A mudança legislativa representa verdadeiro avanço no reconhecimento do nome como expressão da personalidade, da identidade e da dignidade humana. No caso da alteração imotivada do prenome, por exemplo, a legislação passou a permitir que qualquer pessoa maior de idade solicite diretamente no cartório a modificação de seu prenome, independentemente de justificativa específica e sem necessidade de autorização judicial.

A inovação rompe com antiga lógica excessivamente restritiva do sistema registral brasileiro, que historicamente tratava o nome civil como elemento quase imutável.

Outro avanço relevante ocorreu quanto à inclusão de sobrenomes familiares. Atualmente, é possível acrescentar sobrenomes de ascendentes — inclusive de avós — diretamente perante o Registro Civil, sem judicialização, desde que observadas as exigências documentais previstas nas normas do CNJ.

Na prática, isso permitiu a regularização de inúmeras situações familiares antes marcadas por obstáculos desnecessários. Filhos registrados apenas com o sobrenome materno, pessoas que desejam resgatar vínculos familiares ou indivíduos que pretendem fortalecer pertencimento identitário passaram a contar com procedimento muito mais acessível.

Também ganhou especial relevância a possibilidade de alteração extrajudicial do nome em razão das relações conjugais. Atualmente, o cônjuge que não adotou o sobrenome do parceiro à época do casamento pode fazê-lo posteriormente diretamente no cartório. Da mesma forma, o ex-cônjuge pode promover a exclusão do sobrenome após o divórcio sem necessidade de demanda judicial autônoma.

No âmbito da identidade de gênero, os avanços são igualmente significativos. Após decisão histórica do Supremo Tribunal Federal e regulamentação do CNJ, pessoas transgênero passaram a poder alterar prenome e gênero diretamente perante o Registro Civil, independentemente de cirurgia, laudos médicos ou autorização judicial.

Trata-se de importante mecanismo de concretização da dignidade da pessoa humana, reduzindo constrangimentos institucionais e reconhecendo o direito à autodeterminação identitária.

Embora o procedimento extrajudicial tenha simplificado significativamente essas alterações, isso não significa ausência de complexidade jurídica. Ao contrário do que muitas vezes se imagina, a esfera extrajudicial exige análise técnica criteriosa. A verificação de documentos, a compatibilidade registral, os reflexos sucessórios, familiares e patrimoniais, bem como a prevenção de fraudes e inconsistências cadastrais, continuam sendo questões juridicamente sensíveis.
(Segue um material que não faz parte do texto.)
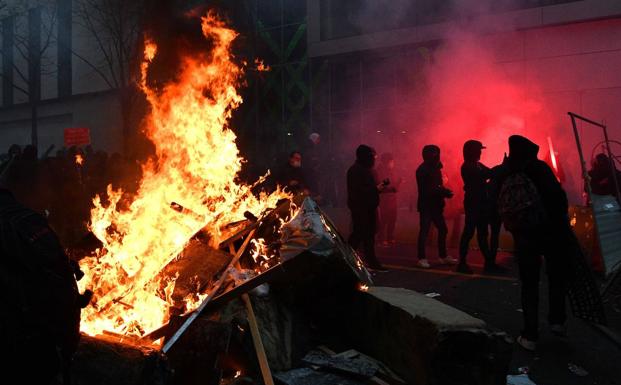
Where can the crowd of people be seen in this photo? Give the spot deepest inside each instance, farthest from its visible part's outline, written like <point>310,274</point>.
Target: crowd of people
<point>522,193</point>
<point>47,184</point>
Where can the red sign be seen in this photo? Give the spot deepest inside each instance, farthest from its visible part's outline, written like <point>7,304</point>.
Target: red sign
<point>78,136</point>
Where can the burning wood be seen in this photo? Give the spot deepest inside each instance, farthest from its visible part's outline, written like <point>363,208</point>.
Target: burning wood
<point>196,167</point>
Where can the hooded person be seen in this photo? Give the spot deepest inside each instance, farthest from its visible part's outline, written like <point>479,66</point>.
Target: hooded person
<point>475,176</point>
<point>533,206</point>
<point>41,304</point>
<point>388,199</point>
<point>431,201</point>
<point>363,200</point>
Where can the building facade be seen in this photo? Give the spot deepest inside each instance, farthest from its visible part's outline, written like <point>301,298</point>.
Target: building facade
<point>374,56</point>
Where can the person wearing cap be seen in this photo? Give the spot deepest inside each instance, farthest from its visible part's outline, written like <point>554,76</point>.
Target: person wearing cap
<point>475,175</point>
<point>432,195</point>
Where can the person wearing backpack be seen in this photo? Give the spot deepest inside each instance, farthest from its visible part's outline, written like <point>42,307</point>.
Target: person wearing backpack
<point>533,207</point>
<point>475,176</point>
<point>40,320</point>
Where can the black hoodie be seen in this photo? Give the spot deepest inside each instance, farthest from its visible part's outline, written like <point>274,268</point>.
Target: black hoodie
<point>362,192</point>
<point>523,158</point>
<point>431,190</point>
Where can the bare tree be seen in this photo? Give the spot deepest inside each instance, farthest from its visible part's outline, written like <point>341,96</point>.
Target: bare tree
<point>31,43</point>
<point>115,28</point>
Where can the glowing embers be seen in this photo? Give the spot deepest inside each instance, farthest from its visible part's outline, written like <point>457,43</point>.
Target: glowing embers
<point>196,165</point>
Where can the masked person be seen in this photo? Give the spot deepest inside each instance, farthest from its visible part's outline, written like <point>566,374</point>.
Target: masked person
<point>431,201</point>
<point>39,325</point>
<point>495,221</point>
<point>363,199</point>
<point>533,207</point>
<point>388,199</point>
<point>293,177</point>
<point>474,175</point>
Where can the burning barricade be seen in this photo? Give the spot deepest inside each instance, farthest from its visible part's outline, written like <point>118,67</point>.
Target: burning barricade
<point>199,280</point>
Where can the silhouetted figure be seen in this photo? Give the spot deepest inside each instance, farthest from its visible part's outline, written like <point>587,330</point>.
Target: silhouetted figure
<point>475,175</point>
<point>292,177</point>
<point>602,180</point>
<point>388,199</point>
<point>431,197</point>
<point>495,221</point>
<point>39,326</point>
<point>533,206</point>
<point>363,200</point>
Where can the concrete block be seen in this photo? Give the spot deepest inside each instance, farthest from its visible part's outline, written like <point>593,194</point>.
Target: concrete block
<point>425,341</point>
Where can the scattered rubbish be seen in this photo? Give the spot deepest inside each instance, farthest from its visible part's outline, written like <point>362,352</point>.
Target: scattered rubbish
<point>577,370</point>
<point>521,379</point>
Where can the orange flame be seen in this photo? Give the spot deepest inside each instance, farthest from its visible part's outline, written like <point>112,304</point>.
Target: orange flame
<point>196,165</point>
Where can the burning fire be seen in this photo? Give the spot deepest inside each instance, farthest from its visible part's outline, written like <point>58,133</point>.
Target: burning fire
<point>196,165</point>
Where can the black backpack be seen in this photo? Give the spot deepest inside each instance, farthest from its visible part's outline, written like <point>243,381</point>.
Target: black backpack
<point>519,203</point>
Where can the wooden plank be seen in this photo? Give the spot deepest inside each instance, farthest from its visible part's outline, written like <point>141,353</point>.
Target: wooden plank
<point>258,343</point>
<point>223,298</point>
<point>169,344</point>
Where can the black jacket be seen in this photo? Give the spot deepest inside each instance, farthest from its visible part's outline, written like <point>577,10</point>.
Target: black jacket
<point>475,176</point>
<point>362,192</point>
<point>523,158</point>
<point>431,190</point>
Em determinados casos, inclusive, a ausência de orientação adequada pode gerar repercussões relevantes em documentos pessoais, registros imobiliários, contratos, passaportes, contas bancárias, inventários e relações familiares futuras.
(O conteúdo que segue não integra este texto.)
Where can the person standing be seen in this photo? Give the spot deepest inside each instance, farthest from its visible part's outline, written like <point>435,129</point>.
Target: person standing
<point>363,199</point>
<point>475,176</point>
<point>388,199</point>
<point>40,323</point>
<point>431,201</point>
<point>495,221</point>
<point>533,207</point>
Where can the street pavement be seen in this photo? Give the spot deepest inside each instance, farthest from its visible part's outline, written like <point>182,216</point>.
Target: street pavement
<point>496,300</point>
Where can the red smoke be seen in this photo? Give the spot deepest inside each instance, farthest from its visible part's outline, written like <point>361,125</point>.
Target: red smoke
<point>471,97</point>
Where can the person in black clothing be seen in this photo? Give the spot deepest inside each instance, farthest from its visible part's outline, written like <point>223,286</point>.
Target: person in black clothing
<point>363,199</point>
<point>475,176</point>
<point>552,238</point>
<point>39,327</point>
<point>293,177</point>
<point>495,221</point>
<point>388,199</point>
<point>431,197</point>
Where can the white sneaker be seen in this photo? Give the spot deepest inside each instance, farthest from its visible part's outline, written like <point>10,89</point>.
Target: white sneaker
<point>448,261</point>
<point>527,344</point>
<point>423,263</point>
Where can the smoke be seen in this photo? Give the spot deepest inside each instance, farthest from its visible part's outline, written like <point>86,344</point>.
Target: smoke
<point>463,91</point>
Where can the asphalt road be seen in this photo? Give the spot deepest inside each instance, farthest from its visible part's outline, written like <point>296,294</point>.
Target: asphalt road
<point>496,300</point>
É justamente nesse cenário que a atuação do advogado familiarista assume papel essencial. A advocacia extrajudicial contemporânea não se limita ao preenchimento de requerimentos ou acompanhamento cartorário. O advogado especializado atua como agente de prevenção de litígios, garantidor de segurança jurídica e intérprete técnico das consequências jurídicas de cada alteração registral.

Mais do que simplificar procedimentos, a desjudicialização exige atuação estratégica, humana e responsável.